Throughout 2016 some of the most notable reporting on criminal activity targeting the financial sector related to the use of ATM malware by a group of threat actors identified as the “KS Group”, an organized crime group (OCG) believed to be based in Russia. The group adopted a relatively unusual operational methodology in which ATM malware was deployed onto targeted machines ahead of time through a computer network intrusion and then money mules were sent in to activate the malware and collect the cash. However, this type of operation was unusually complex; the majority of reported ATM malware activity has involved mules manually installing malware by physically interacting with targeted machines.
Manual Infection vs. Network Intrusion
The organizational charts below show hypothesized versions of how OCGs would need to be structured in order to conduct different types of ATM malware operations.
Figure 1 – Organizational chart for manual malware deployment.
Figure 2 – Organizational chart for malware deployment through network intrusion.
These models show that deploying malware manually requires a much simpler set-up. However, in this model the mules represent a chokepoint – they are forced to spend far longer interacting with each ATM due to the requirement that they force the machine open and go through an installation process. This also increases their physical exposure and operational risk.

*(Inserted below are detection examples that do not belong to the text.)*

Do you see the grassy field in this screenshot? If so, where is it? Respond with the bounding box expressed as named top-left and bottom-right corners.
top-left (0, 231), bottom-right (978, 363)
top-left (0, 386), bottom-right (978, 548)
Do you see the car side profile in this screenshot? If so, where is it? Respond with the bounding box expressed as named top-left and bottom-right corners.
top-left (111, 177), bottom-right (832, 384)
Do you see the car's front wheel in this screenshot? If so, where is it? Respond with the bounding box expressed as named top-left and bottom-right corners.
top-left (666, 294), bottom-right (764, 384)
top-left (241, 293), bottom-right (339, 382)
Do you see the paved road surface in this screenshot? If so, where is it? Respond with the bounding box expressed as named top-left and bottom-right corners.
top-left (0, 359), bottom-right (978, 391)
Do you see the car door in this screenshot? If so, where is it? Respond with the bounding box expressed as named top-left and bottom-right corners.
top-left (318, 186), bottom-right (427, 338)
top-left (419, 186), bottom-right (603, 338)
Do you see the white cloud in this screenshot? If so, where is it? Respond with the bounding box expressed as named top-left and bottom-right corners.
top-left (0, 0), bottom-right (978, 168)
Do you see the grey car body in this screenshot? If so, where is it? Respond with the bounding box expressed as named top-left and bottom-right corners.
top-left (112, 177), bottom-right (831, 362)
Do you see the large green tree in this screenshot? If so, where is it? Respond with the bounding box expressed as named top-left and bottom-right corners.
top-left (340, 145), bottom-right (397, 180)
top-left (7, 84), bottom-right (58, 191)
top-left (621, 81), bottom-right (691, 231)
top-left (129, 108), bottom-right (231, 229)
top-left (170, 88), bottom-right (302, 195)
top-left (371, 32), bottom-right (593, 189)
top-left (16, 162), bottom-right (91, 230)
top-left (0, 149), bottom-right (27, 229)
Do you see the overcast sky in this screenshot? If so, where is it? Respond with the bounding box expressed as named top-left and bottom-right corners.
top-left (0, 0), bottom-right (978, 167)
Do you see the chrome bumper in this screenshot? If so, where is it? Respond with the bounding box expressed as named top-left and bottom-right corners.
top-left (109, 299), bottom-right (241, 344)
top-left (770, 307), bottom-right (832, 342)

Conversely, the organizational structure for a network intrusion-based operation is complex – the actions of two teams must be coordinated. Moreover, a requirement for specialist personnel to conduct network intrusions is likely to increase operational costs. However, mules are required to spend far less time interacting with each ATM and will not have to engage in obviously suspicious behavior, such as forcing a machine open. This can allow more ATMs to be targeted at once, potentially resulting in a greater sum of money being obtained than would be possible for a physical deployment operation conducted over the same timeframe.
Informing Defender Action
Based on these organizational structures and analysis of previous ATM malware operations, hypothesized operational kill chains for both types of operation have been developed. Understanding the different stages of each operational can enable the identification of key points where defender action can increase attacker operational costs or create opportunities to discover an operation.
Figure 3 – Kill chain for operations where ATM malware is deployed manually.
The simpler nature of this type of operation means that opportunities for defenders to act are likely to revolve around limiting opportunities to gain unsupervised access to ATMs and prioritizing ATM system updates when new vulnerabilities are identified.
Figure 4 – Kill chain for operations where ATM malware is deployed through a network intrusion.
While the more complex nature of this type of operation presents greater number of opportunities for defenders to act, the nature of these opportunities is more fleeting. Mules spending less time interacting with ATMs reduces the likelihood of physical security measures identifying them as acting suspiciously. Furthermore, opportunities for network defenders are heavily dependent on the adoption of best practices across an entire corporate network, a task which can be challenging even for small organizations, let alone multinational banks.
Reporting of criminal activity involving ATM malware has indicated that although significantly more complex to plan and execute, network intrusion based operations like those carried out by the KS Group have the potential to produce very high profits. While beyond the capability of many criminal groups, more sophisticated criminals are likely to take note of the success of this approach in the future. It is, therefore, important for network defenders to take note of how these types of operations have been conducted in the past in order to prepare for and mitigate such attacks.